Gibt es im Allgemeinen dennoch frühe Anzeichen, die Ihre Umgebung alarmieren können?

In mindestens der Hälfte der Fälle beobachten wir Prodrome, also Verhaltensweisen, die im Nachhinein als einer bestimmten Funktionsstörung zuzuordnen sind. Das Problem ist, dass diese Symptome sehr häufig sind. Es kann Stress, Angst, Depression, sozialer Rückzug, Entfremdung von anderen oder manchmal sogar Eigenarten der Einstellung oder des Sprechens sein. In diesem Alter ist das alles ziemlich alltäglich, daher ist es schwierig, mit Sicherheit sagen zu können, dass es etwas Ernstes ist. Aber glücklicherweise führt jede Angststörung oder depressive Störung in diesem Alter nicht zu ernsthaften Pathologien oder Agieren.

Die Identifizierung dieser Störungen bleibt jedoch essenziell, denn auch wenn es keine Progression zu einer schweren psychischen Erkrankung gibt, zeigen sie Leiden, auf die eine Antwort gegeben werden sollte. Daher auch die Bedeutung von Screening und Unterstützung für diese Kinder und Jugendlichen.

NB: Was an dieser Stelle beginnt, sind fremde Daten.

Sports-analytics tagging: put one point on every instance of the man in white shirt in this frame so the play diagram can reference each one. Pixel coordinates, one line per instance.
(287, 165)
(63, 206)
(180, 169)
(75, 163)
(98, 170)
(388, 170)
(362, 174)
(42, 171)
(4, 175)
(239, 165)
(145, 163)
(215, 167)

Doch dazu fehlen die Mittel …

Sie sind natürlich sehr unzureichend. Heute erzählen uns die Eltern, dass es ein Jahr Wartezeit gibt, um einen Termin in einem psychiatrischen Zentrum zu vereinbaren! Dieses Screening kann auch in erster Absicht von Hausärzten oder Schulmedizinern durchgeführt werden. Aber wir sehen deutlich, dass es auf jeder Ebene Engpässe gibt. Es gibt zu wenige Ärzte, Krankenschwestern und Psychologen in den Schulen. Lehrer sagen uns regelmäßig, dass sie Schüler in Schwierigkeiten sehen: Sie sehen sie, aber dann wissen sie nicht, wohin sie sie führen sollen. Lösungen sind begrenzt.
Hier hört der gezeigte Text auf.